Soft Actor-Critic: paying an agent to stay unsure

A while ago I wrote about REINFORCE, which learns a policy directly and then, rather wastefully, throws away every trajectory the moment it has finished updating on it. That is the price of being on-policy: the data was generated by the current policy, so once the policy changes the data is stale and has to go. I wanted to understand an algorithm that does the opposite, that hoards its old experience in a buffer and keeps squeezing learning out of it long after the policy that produced it has moved on, and that also does something I found genuinely odd at first, which is to deliberately pay the agent to stay uncertain about what to do. That algorithm is Soft Actor-Critic, and these are the notes on why both of those choices, off-policy learning and a reward for randomness, turn out to be the same good idea wearing two hats.

These notes assume you are comfortable with the actor-critic setup that sits under policy gradients, which I covered in the REINFORCE post, and with the overestimation problem in value learning, which I drew out in some detail in the Double DQN post. SAC borrows from both worlds, an actor that learns a policy and a critic that learns values, so it helps to have each one already in hand.

Actor, critic, and an appetite for randomness

SAC keeps two kinds of network and trains them against each other in the usual actor-critic dance. The actor is a policy network that, given a state, produces a probability distribution over actions rather than a single action, so the agent samples what to do instead of computing it deterministically, which is what lets it explore a range of possibilities and stay adaptable when the environment shifts under it.

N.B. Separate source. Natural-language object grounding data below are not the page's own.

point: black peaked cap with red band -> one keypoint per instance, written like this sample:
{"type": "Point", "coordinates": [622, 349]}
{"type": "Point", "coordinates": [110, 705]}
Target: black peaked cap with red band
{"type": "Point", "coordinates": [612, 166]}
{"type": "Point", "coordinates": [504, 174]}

The critic is a value network that grades the actor’s choices, estimating how much long-run reward an action is worth in a given state, and SAC keeps two of these critics rather than one for a reason we will get to.

What makes it soft, and what separates it from a plain actor-critic, is that the objective the actor is chasing has a second term bolted on. An ordinary agent wants to maximize reward and nothing else. A SAC agent wants to maximize reward plus the entropy of its own policy, which is to say it is rewarded both for collecting return and for keeping its action distribution as spread out and undecided as it can get away with. That single addition is the maximum-entropy framework, and almost everything distinctive about SAC, its exploration, its stability, its appetite for old data, follows from it.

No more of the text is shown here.